I wonder what the officials in the Bank of Ceylon will do today after the Indian central bank made a major move yesterday by lowering rates to stimulate growth and avert deflation.

The speculation is that the SL central bank will have to follow suit. I will find out on Monday when I meet up with some economists.

Of course, nothing will be as major as the decision by the SNB (Swiss National Bank) to break the cap on the Swiss Franc against the euro, which saw it appreciate around 40 per cent (an historically record shift) against the failing euro.

I will be following that in the days to come because it might start to signal a push by Germany to clear up the Greek uncertainty.

View_of_Bank_of_Ceylon

Saturday Quiz

The Saturday Quiz will be back again tomorrow. It will be of an appropriate order of difficulty (-:

That is enough for today!

(c) Copyright 2015 Bill Mitchell. All Rights Reserved.

This Post Has 3 Comments

  1. Hello Bill
    Curious to see your reading on SNB’s move ? why do you think they did this ? what could be the consequences ? Many thx
    Antoine

  2. Again I am but a Dork but the observational evidence within the eurozone is as clear as it gets.
    Forming a Critical mass of anything but cars is impossible within the eurozone.

    It function is to grow outwards much like a tumour but it has no beating heart.
    The old city of Cork will be abandoned soon.
    Given it hard money characteristics even Dorks who despise modernity will be pushed into the burbs so as to consume useless and inferior products of German discount stores.
    The amount of energy wasted chasing scarce money is epic.
    The energy remaining for personnel and social consumption will soon reach Victorian lows for many.
    Almost all energy consumption is of a conduit nature no matter how efficient the consumption may be.

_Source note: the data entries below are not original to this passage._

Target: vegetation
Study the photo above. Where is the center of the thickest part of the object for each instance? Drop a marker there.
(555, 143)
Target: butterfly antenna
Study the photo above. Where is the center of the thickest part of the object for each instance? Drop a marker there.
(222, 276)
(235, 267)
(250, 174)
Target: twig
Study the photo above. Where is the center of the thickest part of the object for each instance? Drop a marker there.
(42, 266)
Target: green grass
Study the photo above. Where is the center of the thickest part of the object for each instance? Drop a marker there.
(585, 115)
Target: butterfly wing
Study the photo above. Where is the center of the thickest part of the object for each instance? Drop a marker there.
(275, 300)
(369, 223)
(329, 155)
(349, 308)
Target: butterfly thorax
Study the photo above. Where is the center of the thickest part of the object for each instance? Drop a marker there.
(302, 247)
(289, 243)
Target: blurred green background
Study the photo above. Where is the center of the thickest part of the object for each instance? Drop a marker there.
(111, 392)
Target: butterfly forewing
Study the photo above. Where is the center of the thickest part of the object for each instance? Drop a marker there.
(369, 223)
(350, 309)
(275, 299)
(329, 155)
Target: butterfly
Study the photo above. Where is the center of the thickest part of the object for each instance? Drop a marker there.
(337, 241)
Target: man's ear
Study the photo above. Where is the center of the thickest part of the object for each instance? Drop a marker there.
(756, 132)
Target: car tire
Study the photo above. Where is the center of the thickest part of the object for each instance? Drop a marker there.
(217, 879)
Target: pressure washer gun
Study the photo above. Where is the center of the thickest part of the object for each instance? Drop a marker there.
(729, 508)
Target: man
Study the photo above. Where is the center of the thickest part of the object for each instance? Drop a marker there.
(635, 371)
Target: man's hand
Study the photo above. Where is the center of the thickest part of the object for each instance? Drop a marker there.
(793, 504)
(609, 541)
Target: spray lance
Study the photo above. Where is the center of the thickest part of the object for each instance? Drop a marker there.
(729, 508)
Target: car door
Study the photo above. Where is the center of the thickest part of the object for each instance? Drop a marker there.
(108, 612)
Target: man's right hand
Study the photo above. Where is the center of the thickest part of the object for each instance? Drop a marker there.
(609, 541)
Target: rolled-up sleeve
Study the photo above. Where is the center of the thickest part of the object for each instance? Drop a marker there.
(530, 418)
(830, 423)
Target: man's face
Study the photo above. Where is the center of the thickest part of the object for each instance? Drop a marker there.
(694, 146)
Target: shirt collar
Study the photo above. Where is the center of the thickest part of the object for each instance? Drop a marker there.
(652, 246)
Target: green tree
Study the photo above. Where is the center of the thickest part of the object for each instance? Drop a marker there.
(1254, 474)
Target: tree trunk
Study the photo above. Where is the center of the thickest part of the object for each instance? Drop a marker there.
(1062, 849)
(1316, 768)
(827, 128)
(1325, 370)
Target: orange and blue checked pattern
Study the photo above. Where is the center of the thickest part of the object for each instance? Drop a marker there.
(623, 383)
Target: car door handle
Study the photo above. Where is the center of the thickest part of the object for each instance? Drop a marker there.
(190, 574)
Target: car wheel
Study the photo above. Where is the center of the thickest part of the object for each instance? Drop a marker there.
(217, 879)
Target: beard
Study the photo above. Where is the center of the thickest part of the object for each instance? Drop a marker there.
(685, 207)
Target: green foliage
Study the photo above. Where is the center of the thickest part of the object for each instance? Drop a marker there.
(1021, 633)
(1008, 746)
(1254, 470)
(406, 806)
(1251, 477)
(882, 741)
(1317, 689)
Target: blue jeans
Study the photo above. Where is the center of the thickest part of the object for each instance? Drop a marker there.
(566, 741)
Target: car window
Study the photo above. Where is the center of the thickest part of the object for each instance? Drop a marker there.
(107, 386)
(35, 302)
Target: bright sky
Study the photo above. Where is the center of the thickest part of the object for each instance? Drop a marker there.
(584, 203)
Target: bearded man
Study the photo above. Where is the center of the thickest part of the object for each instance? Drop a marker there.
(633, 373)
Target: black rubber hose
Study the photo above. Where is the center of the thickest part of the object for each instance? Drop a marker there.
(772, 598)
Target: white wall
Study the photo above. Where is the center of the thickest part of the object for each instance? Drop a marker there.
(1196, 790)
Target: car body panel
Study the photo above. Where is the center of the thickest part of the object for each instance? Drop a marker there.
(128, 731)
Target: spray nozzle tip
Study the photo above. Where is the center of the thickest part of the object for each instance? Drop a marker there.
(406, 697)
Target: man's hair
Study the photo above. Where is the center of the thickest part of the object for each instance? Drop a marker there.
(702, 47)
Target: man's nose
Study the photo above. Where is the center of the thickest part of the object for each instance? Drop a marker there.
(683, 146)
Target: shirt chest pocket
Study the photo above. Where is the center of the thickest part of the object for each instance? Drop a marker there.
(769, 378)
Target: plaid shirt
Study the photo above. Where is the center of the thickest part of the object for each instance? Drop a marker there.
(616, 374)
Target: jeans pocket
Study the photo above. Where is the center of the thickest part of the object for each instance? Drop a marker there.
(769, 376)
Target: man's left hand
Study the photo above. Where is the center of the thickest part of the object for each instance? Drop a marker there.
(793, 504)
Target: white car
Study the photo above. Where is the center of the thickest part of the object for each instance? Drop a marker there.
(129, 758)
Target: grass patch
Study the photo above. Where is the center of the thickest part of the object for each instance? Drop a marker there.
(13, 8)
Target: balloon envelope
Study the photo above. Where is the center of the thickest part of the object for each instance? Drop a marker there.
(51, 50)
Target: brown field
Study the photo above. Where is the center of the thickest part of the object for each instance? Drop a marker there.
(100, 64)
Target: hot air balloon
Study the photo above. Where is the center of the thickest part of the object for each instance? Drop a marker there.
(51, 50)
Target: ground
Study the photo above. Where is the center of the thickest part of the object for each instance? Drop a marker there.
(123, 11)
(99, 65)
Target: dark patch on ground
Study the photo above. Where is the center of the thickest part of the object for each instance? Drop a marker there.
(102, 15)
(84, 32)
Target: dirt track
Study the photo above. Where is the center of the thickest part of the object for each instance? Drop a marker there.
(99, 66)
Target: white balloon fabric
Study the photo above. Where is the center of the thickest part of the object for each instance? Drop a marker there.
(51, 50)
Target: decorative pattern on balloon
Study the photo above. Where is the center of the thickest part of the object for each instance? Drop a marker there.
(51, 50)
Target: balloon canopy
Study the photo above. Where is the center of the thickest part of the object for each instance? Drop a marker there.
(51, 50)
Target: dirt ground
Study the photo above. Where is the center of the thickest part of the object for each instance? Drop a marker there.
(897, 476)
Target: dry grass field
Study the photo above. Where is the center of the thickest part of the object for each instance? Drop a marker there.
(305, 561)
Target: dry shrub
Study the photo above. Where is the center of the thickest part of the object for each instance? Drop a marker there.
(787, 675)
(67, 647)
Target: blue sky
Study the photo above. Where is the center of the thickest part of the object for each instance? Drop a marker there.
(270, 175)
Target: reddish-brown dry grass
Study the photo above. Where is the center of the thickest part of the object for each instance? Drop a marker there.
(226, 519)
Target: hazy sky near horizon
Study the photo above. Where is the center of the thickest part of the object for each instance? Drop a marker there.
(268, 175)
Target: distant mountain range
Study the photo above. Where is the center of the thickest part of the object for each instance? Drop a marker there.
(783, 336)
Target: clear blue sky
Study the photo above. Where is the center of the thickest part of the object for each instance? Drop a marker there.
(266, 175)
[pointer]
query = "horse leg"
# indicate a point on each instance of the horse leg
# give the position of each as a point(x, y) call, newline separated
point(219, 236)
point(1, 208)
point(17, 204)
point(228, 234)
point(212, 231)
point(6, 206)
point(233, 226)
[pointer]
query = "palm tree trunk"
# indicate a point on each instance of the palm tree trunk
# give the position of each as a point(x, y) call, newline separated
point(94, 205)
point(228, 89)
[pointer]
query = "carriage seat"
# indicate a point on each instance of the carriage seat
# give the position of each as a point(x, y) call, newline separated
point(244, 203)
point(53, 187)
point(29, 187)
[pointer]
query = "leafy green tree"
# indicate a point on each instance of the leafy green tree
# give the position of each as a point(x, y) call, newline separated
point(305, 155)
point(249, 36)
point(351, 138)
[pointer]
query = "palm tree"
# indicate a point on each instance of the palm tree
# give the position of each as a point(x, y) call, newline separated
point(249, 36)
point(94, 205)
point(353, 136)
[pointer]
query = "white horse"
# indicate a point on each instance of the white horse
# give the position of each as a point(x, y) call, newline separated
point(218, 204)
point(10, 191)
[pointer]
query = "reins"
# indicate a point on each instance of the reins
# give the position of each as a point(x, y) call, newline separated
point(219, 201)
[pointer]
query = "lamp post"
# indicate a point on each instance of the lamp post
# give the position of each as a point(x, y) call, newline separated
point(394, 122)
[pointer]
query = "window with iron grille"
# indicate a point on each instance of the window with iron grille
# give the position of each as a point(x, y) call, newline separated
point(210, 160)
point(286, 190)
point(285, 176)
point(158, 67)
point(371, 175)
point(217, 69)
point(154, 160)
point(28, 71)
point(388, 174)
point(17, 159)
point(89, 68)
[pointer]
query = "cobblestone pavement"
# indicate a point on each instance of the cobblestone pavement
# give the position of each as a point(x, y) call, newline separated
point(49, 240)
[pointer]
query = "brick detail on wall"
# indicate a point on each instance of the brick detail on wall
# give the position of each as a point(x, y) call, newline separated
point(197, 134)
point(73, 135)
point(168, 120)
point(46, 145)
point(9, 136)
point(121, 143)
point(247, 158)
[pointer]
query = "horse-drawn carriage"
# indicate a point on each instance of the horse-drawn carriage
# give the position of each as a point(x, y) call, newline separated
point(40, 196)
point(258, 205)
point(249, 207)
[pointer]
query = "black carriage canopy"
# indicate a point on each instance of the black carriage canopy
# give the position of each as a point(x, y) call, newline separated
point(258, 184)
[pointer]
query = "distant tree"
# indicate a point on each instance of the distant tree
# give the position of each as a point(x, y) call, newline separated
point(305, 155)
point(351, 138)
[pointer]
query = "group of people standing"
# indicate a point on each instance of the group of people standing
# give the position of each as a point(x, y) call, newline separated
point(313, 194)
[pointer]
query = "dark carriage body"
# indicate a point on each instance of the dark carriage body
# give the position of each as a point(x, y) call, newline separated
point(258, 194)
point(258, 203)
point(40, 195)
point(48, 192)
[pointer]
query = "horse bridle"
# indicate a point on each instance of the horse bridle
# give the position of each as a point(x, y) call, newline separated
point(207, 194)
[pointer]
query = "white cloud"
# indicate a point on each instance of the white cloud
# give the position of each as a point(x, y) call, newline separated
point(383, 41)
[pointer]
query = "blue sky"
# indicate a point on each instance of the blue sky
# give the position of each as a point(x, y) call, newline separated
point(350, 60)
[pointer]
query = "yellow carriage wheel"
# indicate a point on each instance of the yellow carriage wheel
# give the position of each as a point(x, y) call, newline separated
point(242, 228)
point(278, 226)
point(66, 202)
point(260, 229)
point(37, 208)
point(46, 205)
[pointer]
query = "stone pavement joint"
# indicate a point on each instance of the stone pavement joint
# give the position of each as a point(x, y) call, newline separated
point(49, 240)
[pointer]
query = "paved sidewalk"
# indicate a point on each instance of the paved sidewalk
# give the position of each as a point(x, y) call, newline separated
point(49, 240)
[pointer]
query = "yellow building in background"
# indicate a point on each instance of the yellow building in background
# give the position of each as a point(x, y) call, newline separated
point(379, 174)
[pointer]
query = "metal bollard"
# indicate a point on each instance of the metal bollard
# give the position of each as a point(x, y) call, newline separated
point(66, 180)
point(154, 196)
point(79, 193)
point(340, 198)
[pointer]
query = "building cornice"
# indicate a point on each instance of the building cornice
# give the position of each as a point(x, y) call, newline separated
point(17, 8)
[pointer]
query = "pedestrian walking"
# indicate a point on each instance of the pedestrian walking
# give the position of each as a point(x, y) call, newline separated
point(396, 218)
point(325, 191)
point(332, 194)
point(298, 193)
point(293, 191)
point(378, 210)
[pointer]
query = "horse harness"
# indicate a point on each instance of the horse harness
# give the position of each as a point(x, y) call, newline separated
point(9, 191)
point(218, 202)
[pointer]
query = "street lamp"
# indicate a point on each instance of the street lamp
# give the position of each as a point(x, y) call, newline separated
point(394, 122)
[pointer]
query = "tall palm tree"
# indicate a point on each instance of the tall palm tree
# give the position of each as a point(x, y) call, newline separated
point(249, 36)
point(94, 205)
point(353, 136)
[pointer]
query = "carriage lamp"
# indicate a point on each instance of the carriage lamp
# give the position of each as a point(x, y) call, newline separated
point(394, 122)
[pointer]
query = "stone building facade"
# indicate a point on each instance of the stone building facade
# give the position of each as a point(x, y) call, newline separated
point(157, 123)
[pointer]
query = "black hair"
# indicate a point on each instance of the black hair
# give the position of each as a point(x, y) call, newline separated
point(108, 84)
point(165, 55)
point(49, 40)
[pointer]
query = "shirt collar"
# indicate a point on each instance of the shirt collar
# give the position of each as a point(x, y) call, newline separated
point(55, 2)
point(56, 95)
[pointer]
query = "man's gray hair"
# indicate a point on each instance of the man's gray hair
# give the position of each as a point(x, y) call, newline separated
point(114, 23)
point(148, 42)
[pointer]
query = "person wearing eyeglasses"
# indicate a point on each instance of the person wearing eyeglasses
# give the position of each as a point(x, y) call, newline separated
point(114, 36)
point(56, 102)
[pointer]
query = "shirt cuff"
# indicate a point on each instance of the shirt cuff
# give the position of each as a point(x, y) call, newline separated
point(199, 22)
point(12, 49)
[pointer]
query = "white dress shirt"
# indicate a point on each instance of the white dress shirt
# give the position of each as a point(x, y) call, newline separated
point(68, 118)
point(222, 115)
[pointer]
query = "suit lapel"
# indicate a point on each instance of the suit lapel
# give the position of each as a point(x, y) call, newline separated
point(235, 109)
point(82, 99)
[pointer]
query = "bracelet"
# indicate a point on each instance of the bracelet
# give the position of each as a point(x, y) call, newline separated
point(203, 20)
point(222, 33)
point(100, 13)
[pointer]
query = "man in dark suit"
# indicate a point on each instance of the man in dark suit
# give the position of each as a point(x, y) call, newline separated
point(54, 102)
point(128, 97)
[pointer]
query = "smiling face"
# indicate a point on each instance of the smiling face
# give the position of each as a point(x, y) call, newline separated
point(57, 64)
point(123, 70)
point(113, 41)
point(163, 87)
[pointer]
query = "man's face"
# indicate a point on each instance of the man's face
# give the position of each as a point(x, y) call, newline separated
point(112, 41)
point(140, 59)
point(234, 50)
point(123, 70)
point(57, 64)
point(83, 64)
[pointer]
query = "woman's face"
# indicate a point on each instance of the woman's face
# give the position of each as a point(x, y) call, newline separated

  3. There seems to be rather a lot of surprise over the revaluation of the swiss franc. (CHF)

    The Swiss were running a 16% of GDP trade surplus. What is the point of that? So unless the Swiss PDS are saving huge amounts even a moderate budget surplus is likely to represent quite loose fiscal policy. Swiss unemployment is reportedly at about 3% which would tend to support that view.

    I doubt the Swiss will let their currency float that freely. They will still manipulate it downwards to maintain an export surplus. Imports are a net benefit, Exports are a net cost to any economy. The Swiss economy included. Maybe the Gnomes of Zurich have been reading Bill Mitchell and Warren Mosler!